First I'd use a CountVectorizer to look at the vocabulary generated. There'd be words like 'from', 'laptop', 'fast', 'silver' etc. You can use stop words to discard such words that give us no information. I'd also go ahead and discard 'hard', 'drive', 'hard drive' etc. because I know this is a list of hard drives so they provide no information. Then we'd have list of words like
- Seagate 500Go
- Seagate 120Go
- Seagate Barracuda 7200.12 ST3500418AS 500GB 7200 RPM SATA 3.0Gb/s
- 500Go Seagate etc.
You can use list of features like things that end with RPM are likely to give RPM information, same goes with stuff ending with mb/s or Gb/s. Then I'd discard alphanumeric characters like '1234FBA5235' which is most likely model numbers etc. which won't give us much information. Now if you are already aware of brands of hard drives that are appearing in your list like 'Seagate' 'Kingston' you can use string similarity or simply check if they are present in the given sentence. Once that's done you can use Clustering to group similar objects together. Now objects with similary rpm, gb's, gb/s, brand name will be clustered together. Again, if you use something like KMeans you'd have to figure out the best value of K. You'll have to do some manual work. What you could do it use a scatter plot and eyeball for which value of K the data classifies the best.
But the problem in above approach is if you don't know before hand the list of brands then you'd be in trouble. Then I'd use Bayesian Classifier to look for every sentence and get the probability of it being a hard drive brand. I'd look for two things
- Look at the data, most of the times the sentence would explicitly mention the word 'hard drive' then I'd know it's definitely talking about a hard drive. Chances for something like 'Mercedes Benz hard drive' are slim.

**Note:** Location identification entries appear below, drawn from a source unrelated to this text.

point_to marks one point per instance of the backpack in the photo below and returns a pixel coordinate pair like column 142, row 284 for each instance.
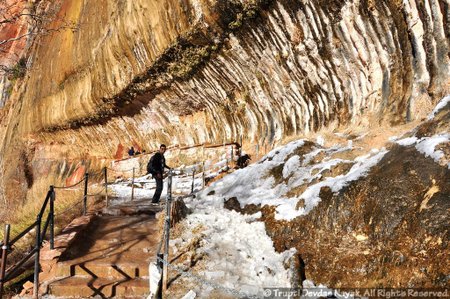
column 150, row 165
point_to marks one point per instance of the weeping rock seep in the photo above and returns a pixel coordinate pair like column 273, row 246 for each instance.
column 263, row 70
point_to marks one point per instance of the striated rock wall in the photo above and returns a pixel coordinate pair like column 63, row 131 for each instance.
column 185, row 72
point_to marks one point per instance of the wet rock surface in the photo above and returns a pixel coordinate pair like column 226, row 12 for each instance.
column 388, row 229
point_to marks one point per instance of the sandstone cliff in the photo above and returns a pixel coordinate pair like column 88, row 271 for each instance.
column 193, row 71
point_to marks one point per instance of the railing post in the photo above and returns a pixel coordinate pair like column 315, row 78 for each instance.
column 52, row 217
column 86, row 182
column 167, row 233
column 132, row 186
column 4, row 255
column 193, row 181
column 105, row 170
column 36, row 257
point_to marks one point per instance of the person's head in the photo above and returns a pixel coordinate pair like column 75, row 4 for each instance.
column 162, row 148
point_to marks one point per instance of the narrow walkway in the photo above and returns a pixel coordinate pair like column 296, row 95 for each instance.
column 110, row 258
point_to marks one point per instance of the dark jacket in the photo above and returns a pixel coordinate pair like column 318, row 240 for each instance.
column 157, row 164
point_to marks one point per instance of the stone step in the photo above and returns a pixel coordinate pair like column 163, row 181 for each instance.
column 83, row 287
column 95, row 270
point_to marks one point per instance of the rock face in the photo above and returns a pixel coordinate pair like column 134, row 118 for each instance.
column 192, row 71
column 184, row 72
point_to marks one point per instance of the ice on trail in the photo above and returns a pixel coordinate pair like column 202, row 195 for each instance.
column 240, row 254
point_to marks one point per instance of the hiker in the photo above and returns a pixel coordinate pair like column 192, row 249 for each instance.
column 243, row 160
column 156, row 167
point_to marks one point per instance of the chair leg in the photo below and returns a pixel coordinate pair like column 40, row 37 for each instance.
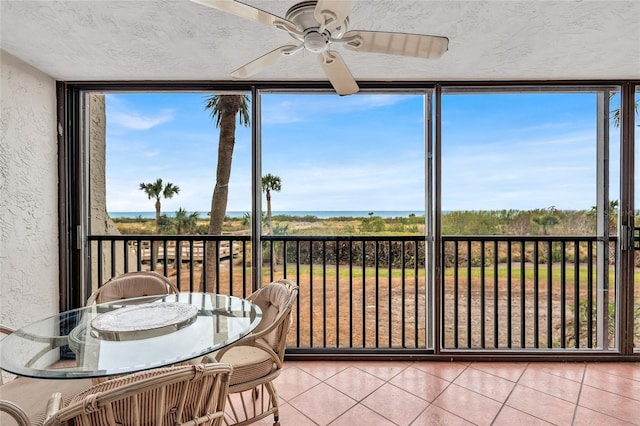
column 274, row 403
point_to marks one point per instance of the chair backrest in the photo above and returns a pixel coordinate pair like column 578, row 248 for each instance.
column 180, row 395
column 276, row 302
column 132, row 284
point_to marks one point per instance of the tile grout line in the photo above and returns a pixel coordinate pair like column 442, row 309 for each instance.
column 504, row 403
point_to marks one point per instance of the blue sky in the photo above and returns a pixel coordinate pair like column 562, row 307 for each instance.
column 362, row 152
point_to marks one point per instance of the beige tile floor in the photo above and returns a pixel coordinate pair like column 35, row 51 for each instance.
column 457, row 393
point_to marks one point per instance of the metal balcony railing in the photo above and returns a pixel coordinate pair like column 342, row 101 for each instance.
column 369, row 294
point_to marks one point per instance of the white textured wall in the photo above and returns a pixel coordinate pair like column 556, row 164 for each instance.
column 28, row 193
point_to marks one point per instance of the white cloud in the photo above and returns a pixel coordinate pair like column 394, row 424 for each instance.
column 136, row 121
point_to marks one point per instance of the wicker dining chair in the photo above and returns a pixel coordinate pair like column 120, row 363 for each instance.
column 185, row 395
column 132, row 284
column 14, row 412
column 257, row 358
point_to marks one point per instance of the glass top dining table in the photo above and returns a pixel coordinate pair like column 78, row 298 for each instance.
column 127, row 335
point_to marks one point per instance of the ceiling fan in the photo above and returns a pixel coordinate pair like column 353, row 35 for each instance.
column 317, row 26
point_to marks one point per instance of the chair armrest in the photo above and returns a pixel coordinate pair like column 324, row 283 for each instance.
column 53, row 405
column 15, row 412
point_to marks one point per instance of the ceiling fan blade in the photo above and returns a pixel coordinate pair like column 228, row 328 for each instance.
column 338, row 73
column 262, row 62
column 415, row 45
column 248, row 12
column 340, row 8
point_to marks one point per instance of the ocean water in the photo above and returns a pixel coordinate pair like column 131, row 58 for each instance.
column 319, row 214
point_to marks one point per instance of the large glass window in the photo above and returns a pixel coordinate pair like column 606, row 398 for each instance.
column 539, row 165
column 155, row 159
column 351, row 174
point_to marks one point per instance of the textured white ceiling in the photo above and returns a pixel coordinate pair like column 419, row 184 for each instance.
column 182, row 40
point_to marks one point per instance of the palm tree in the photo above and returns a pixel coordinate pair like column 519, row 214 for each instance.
column 157, row 190
column 223, row 110
column 270, row 183
column 183, row 222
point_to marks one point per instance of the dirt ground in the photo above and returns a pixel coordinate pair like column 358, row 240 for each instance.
column 355, row 313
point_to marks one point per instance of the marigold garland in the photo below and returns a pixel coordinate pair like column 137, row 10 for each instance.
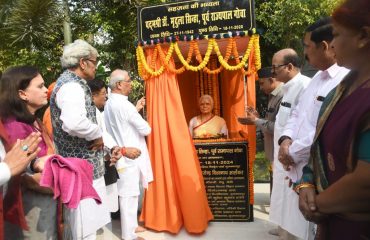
column 146, row 71
column 201, row 65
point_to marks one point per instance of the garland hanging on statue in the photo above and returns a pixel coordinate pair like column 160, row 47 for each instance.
column 147, row 71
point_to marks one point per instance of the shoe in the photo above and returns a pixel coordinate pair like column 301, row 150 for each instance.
column 274, row 232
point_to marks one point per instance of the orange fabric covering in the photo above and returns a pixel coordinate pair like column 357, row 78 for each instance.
column 177, row 195
column 232, row 105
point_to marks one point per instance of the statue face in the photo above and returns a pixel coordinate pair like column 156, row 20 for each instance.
column 205, row 105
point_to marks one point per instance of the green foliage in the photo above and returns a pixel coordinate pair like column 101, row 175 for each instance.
column 31, row 34
column 283, row 22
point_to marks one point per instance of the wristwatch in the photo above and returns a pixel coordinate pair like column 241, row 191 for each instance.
column 282, row 138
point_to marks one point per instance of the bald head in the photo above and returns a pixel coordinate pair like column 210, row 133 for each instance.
column 117, row 76
column 288, row 55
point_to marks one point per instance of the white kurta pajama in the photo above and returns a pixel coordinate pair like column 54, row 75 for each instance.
column 129, row 129
column 301, row 126
column 284, row 209
column 89, row 216
column 109, row 143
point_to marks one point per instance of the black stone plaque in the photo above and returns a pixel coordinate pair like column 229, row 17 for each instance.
column 225, row 171
column 197, row 17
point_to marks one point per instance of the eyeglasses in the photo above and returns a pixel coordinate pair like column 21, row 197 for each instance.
column 126, row 81
column 95, row 62
column 274, row 67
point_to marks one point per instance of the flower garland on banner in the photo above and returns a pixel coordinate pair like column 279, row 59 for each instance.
column 146, row 71
column 201, row 65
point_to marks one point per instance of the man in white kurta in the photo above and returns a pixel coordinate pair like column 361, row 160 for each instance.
column 284, row 209
column 77, row 134
column 129, row 129
column 301, row 126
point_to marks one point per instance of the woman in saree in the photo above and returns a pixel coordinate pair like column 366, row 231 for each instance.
column 335, row 188
column 22, row 95
column 207, row 124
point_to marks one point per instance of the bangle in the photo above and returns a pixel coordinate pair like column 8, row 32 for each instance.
column 32, row 163
column 303, row 185
column 282, row 138
column 123, row 151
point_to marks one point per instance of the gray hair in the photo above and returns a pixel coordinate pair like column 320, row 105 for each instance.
column 117, row 76
column 73, row 52
column 206, row 96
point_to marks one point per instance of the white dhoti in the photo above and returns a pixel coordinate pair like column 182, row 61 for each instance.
column 128, row 191
column 112, row 197
column 284, row 210
column 89, row 216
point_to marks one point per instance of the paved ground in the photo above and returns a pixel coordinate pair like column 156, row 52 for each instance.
column 216, row 230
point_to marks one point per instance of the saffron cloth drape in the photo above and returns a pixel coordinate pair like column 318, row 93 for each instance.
column 177, row 195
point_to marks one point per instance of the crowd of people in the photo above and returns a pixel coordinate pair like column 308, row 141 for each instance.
column 321, row 133
column 316, row 135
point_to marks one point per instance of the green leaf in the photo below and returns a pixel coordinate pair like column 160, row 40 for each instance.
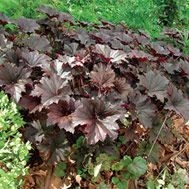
column 97, row 169
column 119, row 183
column 118, row 166
column 60, row 169
column 126, row 161
column 151, row 184
column 138, row 167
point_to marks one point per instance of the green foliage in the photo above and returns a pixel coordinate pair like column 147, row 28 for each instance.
column 13, row 152
column 60, row 169
column 168, row 181
column 128, row 169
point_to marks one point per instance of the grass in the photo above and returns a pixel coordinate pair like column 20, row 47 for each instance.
column 137, row 14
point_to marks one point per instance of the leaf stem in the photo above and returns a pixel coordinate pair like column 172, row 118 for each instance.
column 167, row 115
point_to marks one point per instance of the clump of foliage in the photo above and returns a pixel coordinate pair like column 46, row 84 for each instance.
column 177, row 180
column 101, row 83
column 14, row 153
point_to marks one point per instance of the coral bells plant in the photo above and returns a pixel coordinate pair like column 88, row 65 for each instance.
column 75, row 78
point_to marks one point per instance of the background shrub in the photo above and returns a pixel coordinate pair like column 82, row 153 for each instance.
column 13, row 152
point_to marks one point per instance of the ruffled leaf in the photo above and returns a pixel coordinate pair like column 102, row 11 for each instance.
column 52, row 90
column 99, row 120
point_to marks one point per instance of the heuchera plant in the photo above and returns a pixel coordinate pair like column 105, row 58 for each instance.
column 71, row 80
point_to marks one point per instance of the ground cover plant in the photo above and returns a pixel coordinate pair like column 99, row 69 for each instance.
column 100, row 102
column 149, row 15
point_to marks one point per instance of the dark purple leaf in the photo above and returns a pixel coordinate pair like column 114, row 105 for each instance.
column 109, row 54
column 48, row 11
column 140, row 55
column 145, row 111
column 122, row 87
column 52, row 90
column 155, row 84
column 71, row 48
column 27, row 25
column 4, row 19
column 61, row 114
column 34, row 58
column 102, row 76
column 99, row 120
column 177, row 102
column 5, row 43
column 14, row 78
column 37, row 42
column 159, row 49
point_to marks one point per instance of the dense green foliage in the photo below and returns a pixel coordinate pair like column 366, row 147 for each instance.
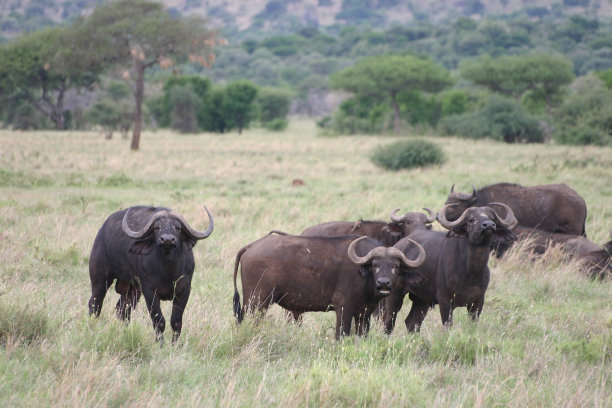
column 406, row 154
column 385, row 77
column 499, row 119
column 586, row 115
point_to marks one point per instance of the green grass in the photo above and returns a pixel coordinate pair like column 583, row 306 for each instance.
column 544, row 338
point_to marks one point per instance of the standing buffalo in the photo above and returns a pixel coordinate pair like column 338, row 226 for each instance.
column 347, row 274
column 550, row 207
column 455, row 270
column 386, row 233
column 157, row 259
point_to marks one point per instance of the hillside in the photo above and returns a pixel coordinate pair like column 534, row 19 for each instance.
column 237, row 17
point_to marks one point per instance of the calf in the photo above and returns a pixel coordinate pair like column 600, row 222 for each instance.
column 455, row 270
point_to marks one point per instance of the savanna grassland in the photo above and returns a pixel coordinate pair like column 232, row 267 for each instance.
column 544, row 338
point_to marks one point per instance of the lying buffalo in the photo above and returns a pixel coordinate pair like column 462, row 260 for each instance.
column 597, row 260
column 347, row 274
column 386, row 233
column 550, row 207
column 541, row 240
column 156, row 259
column 455, row 270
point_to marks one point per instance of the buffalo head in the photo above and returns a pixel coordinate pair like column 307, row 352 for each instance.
column 386, row 264
column 462, row 202
column 166, row 229
column 413, row 220
column 478, row 223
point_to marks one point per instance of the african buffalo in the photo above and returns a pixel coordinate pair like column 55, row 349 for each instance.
column 550, row 207
column 455, row 270
column 596, row 260
column 541, row 240
column 157, row 259
column 308, row 274
column 386, row 233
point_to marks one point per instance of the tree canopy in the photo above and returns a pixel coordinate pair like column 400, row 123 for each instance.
column 384, row 77
column 542, row 76
column 139, row 34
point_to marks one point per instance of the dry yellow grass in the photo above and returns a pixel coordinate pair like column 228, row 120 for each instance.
column 544, row 338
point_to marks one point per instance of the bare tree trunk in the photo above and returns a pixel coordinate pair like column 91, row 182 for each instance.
column 396, row 111
column 138, row 97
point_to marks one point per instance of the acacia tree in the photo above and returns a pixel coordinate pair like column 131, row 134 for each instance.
column 384, row 77
column 541, row 76
column 40, row 67
column 136, row 35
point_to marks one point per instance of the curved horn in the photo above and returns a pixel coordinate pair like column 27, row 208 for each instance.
column 359, row 260
column 431, row 217
column 192, row 232
column 410, row 263
column 395, row 218
column 145, row 230
column 510, row 221
column 448, row 224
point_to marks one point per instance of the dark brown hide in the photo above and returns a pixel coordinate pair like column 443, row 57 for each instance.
column 550, row 207
column 304, row 274
column 157, row 261
column 455, row 270
column 386, row 233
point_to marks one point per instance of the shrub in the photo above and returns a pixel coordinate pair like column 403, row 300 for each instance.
column 185, row 105
column 500, row 119
column 406, row 154
column 276, row 124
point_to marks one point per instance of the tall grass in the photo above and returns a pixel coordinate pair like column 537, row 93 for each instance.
column 544, row 337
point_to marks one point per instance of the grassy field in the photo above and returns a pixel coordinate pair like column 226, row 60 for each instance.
column 544, row 338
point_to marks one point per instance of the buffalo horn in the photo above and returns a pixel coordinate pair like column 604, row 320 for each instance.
column 448, row 224
column 384, row 252
column 396, row 253
column 510, row 221
column 395, row 218
column 190, row 231
column 431, row 217
column 145, row 230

- This is a bit laborious but I'd write a Python web scrapper over Amazon (or if you can't write one just Google for most used Hard Drive brands and create a list) It give me list like 'Seagate Barracuda 7200.12 ST3500418AS 500GB 7200 RPM SATA 3.0Gb/s' now for every sentence it'd use something like Naive Bayes to give me probability it's a brand. sklearn come pretty handy to do this stuff.